I'm not mis-spelling the path in PGDATA:
~$ echo $PGDATA
/Library/PostgreSQL/9.2/data
export PGDATA="/Library/PostgreSQL/9.2/data"
sudo can't be assumed to keep the environment variables of its caller.
See its manpage for the details with your specific OS.
As far as I know, environment variables are attached to a shell, and as far as I can tell I'm in the same shell.
This works for me:
~$ cd /Library/PostgreSQL/9.2/
/Library/PostgreSQL/9.2$ sudo -E su postgres
...
-E The -E (preserve environment) option will override the
env_reset option in sudoers(5)). It is only available when
either the matching command has the SETENV tag or the
setenv option is set in sudoers(5).
I only understand the following:
The -E (preserve environment) option
Next comment:
When I su to postgres I do su - postgres. Notice the hyphen.
Here is what my man pages say about the hyphen:
-l Simulate a full login. The environment is discarded except for
HOME, SHELL, PATH, TERM, and USER. HOME and SHELL are modified
as above. USER is set to the target login. PATH is set to
``/bin:/usr/bin''. TERM is imported from your current environ-
ment. The invoked shell is the target login's, and su will
change directory to the target login's home directory.

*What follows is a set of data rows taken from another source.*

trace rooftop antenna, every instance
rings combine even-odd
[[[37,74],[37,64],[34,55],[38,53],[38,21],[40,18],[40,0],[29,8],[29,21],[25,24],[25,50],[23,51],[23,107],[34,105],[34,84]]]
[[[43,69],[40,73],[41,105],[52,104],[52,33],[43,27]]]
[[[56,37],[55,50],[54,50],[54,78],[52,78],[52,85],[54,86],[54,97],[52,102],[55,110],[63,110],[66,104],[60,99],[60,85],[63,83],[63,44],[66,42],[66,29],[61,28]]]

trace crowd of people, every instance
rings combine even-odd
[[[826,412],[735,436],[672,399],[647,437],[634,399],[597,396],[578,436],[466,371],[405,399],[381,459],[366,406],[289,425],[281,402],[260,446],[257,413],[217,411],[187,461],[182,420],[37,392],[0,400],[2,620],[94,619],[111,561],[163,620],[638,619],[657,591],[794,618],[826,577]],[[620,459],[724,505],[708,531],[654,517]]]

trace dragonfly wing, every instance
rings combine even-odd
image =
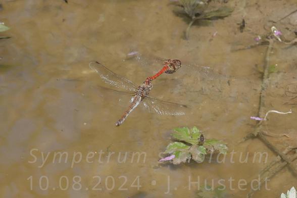
[[[135,91],[137,86],[126,78],[118,75],[98,62],[89,64],[90,68],[95,71],[105,83],[112,87]]]
[[[143,104],[150,112],[169,116],[184,115],[187,107],[186,105],[161,101],[151,96],[146,96]]]

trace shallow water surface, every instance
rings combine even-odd
[[[296,9],[294,0],[271,2],[229,1],[235,8],[230,17],[196,23],[187,40],[189,21],[174,14],[169,1],[3,1],[0,21],[11,29],[1,35],[12,38],[0,40],[1,194],[192,197],[205,183],[225,186],[226,197],[246,197],[250,184],[245,189],[239,181],[257,178],[276,156],[257,139],[238,143],[257,124],[250,118],[258,113],[267,45],[232,49],[255,44],[257,34],[269,30],[269,20]],[[288,39],[294,36],[286,27],[296,25],[296,16],[275,24]],[[136,57],[127,59],[133,52]],[[296,111],[297,48],[277,46],[272,52],[277,71],[264,109]],[[151,95],[187,105],[185,115],[161,116],[139,106],[116,127],[129,98],[100,87],[89,63],[100,61],[140,84],[161,68],[159,58],[179,59],[183,66],[154,81]],[[295,92],[286,94],[290,83]],[[295,119],[293,113],[270,115],[266,130],[293,138],[269,137],[276,146],[294,145]],[[223,140],[225,159],[159,164],[172,129],[185,126]],[[266,156],[259,160],[256,152]],[[285,168],[254,196],[278,197],[296,181]]]

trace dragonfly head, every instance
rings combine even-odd
[[[174,73],[181,67],[181,62],[177,59],[169,59],[167,60],[164,63],[167,63],[169,67],[169,69],[165,71],[165,73],[167,74]]]

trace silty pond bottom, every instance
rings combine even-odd
[[[269,43],[237,49],[262,42],[254,39],[272,26],[286,40],[294,39],[296,13],[279,20],[297,8],[293,0],[228,2],[217,3],[234,8],[229,16],[197,20],[186,40],[190,20],[174,12],[172,1],[2,1],[0,21],[10,29],[0,36],[11,38],[0,39],[0,193],[192,197],[207,183],[225,185],[227,197],[246,197],[249,182],[278,154],[259,138],[238,143],[257,127],[250,117],[259,116],[262,105]],[[289,136],[266,137],[282,152],[297,138],[296,51],[274,41],[261,108],[293,112],[271,113],[263,123],[263,131]],[[131,97],[102,88],[89,63],[103,63],[139,85],[162,68],[156,57],[180,60],[182,66],[154,81],[150,95],[188,109],[168,116],[139,107],[116,127]],[[172,129],[193,126],[206,140],[227,143],[225,158],[159,163]],[[286,166],[253,196],[279,197],[297,183],[293,172]]]

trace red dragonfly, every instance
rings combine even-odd
[[[167,60],[164,62],[164,67],[159,72],[152,77],[146,78],[142,84],[137,86],[124,77],[113,72],[98,62],[93,62],[89,64],[89,67],[100,75],[101,80],[106,84],[120,90],[110,89],[133,95],[128,109],[117,121],[116,126],[122,124],[130,113],[144,99],[145,100],[142,103],[150,112],[171,116],[184,115],[184,109],[186,108],[186,106],[163,101],[148,96],[150,91],[153,88],[152,80],[164,72],[169,74],[174,73],[181,66],[181,63],[178,60]]]

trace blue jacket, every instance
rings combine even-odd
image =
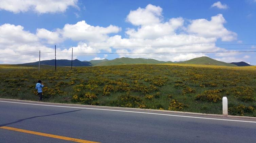
[[[36,85],[36,89],[37,90],[37,92],[38,93],[42,92],[43,91],[42,88],[43,87],[43,85],[40,83],[37,83]]]

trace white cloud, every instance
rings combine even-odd
[[[237,34],[224,27],[226,22],[221,14],[212,17],[210,21],[205,19],[193,20],[188,26],[188,32],[205,37],[220,38],[222,41],[235,40]]]
[[[92,59],[92,60],[102,60],[105,59],[105,58],[100,58],[99,57],[95,57],[95,58]]]
[[[97,54],[103,50],[120,53],[118,54],[120,57],[179,61],[207,56],[200,52],[225,51],[225,49],[214,45],[218,39],[230,41],[236,38],[236,33],[224,27],[226,21],[222,15],[212,17],[211,21],[205,19],[187,21],[188,22],[187,25],[184,24],[186,19],[181,17],[164,21],[162,11],[160,7],[150,4],[145,8],[139,8],[131,11],[126,21],[137,28],[127,29],[126,33],[128,36],[125,38],[118,35],[109,36],[110,34],[120,31],[121,28],[117,26],[111,25],[107,27],[92,26],[85,21],[74,24],[66,24],[62,29],[57,29],[54,31],[38,29],[35,34],[24,30],[21,26],[5,24],[0,26],[0,33],[4,33],[0,35],[0,53],[24,50],[37,52],[39,50],[34,49],[38,47],[43,48],[41,51],[52,52],[54,51],[53,49],[43,46],[44,42],[52,44],[71,39],[79,42],[77,46],[58,49],[57,51],[68,53],[57,53],[57,59],[70,59],[73,48],[74,58],[88,54],[96,57]],[[191,53],[193,52],[196,53]],[[28,53],[26,51],[8,55]],[[237,53],[216,54],[215,56],[219,56],[221,60],[227,61],[233,60],[234,59],[231,57],[235,57],[235,54]],[[97,56],[95,58],[102,59],[107,56],[105,54],[103,57]],[[16,61],[21,63],[34,62],[38,60],[37,57],[37,55],[25,55],[17,58]],[[27,58],[22,58],[24,57]],[[52,59],[54,53],[43,53],[42,58],[42,60]],[[8,59],[0,59],[0,62],[11,63],[15,61],[14,58],[11,58],[13,61]]]
[[[248,55],[246,55],[243,57],[243,58],[244,59],[249,59],[250,58],[251,58],[251,56]]]
[[[102,41],[108,38],[108,34],[117,33],[121,30],[111,25],[107,27],[94,26],[82,21],[75,24],[66,24],[61,32],[63,37],[74,41]]]
[[[69,6],[79,8],[78,0],[1,0],[0,10],[15,13],[32,10],[39,13],[63,12]]]
[[[158,23],[162,20],[162,10],[160,6],[149,4],[145,8],[131,10],[126,21],[136,26]]]
[[[217,7],[219,9],[226,9],[228,8],[228,6],[226,4],[221,4],[221,3],[220,1],[219,1],[218,2],[216,2],[215,3],[213,4],[211,6],[211,7]]]
[[[8,45],[27,44],[37,41],[38,38],[34,34],[23,30],[20,25],[5,24],[0,26],[0,44]]]
[[[50,31],[44,28],[37,29],[36,35],[40,38],[46,39],[47,42],[49,44],[59,43],[63,40],[60,37],[59,32]]]
[[[183,25],[182,18],[172,18],[168,22],[142,25],[136,31],[128,29],[126,33],[131,38],[154,39],[162,36],[175,34],[175,30]]]

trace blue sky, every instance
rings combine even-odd
[[[53,47],[46,46],[56,45],[60,52],[73,47],[74,53],[98,53],[74,54],[81,60],[125,56],[175,61],[208,56],[256,64],[255,52],[136,53],[256,51],[256,45],[218,45],[256,43],[254,0],[14,1],[0,2],[0,57],[52,52]],[[177,45],[189,46],[163,47]],[[130,47],[116,47],[123,46]],[[241,48],[252,49],[228,49]],[[35,61],[37,54],[0,58],[0,63]],[[57,53],[57,58],[69,59],[70,55]],[[42,59],[53,56],[43,53]]]

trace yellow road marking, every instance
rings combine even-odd
[[[48,134],[43,133],[42,133],[37,132],[36,132],[26,130],[25,130],[20,129],[19,128],[15,128],[14,127],[9,127],[6,126],[0,126],[0,128],[9,130],[10,130],[14,131],[20,132],[25,133],[28,134],[31,134],[39,136],[43,136],[44,137],[49,137],[50,138],[56,138],[63,140],[72,141],[75,142],[83,143],[99,143],[98,142],[93,142],[92,141],[87,141],[86,140],[80,140],[80,139],[75,139],[74,138],[69,138],[68,137],[63,137],[62,136],[57,136],[56,135],[50,134]]]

- (no letter) The same as -l.
I don't see how that will preserve the PGDATA environment variable, and this is what happened when I tried the hyphen:
/Library/PostgreSQL/9.2$ sudo su - postgres
Password:
7studs-computer:~ postgres$ ls
bin pgAdmin3.app
data pg_env.sh
doc scripts
include share
installer stackbuilder.app
lib uninstall-postgresql.app
7studs-computer:~ postgres$ pg_ctl start
-bash: pg_ctl: command not found
7studs-computer:~ postgres$ ls
bin pgAdmin3.app
data pg_env.sh
doc scripts
include share
installer stackbuilder.app
lib uninstall-postgresql.app
7studs-computer:~ postgres$ cd bin
7studs-computer:bin postgres$ ls
clusterdb pg_config pgbench
createdb pg_controldata pltcl_delmod
createlang pg_ctl pltcl_listmod
createuser pg_dump pltcl_loadmod
dropdb pg_dumpall postgres
droplang pg_receivexlog postmaster
dropuser pg_resetxlog psql
ecpg pg_restore reindexdb
initdb pg_standby vacuumdb
oid2name pg_test_fsync vacuumlo
pg_archivecleanup pg_test_timing
pg_basebackup pg_upgrade
7studs-computer:bin postgres$ ./pg_ctl start
pg_ctl: no database directory specified and environment variable PGDATA unset
Try "pg_ctl --help" for more information.
7studs-computer:bin postgres$
So the hyphen doesn't work for me (OSX 10.6.8).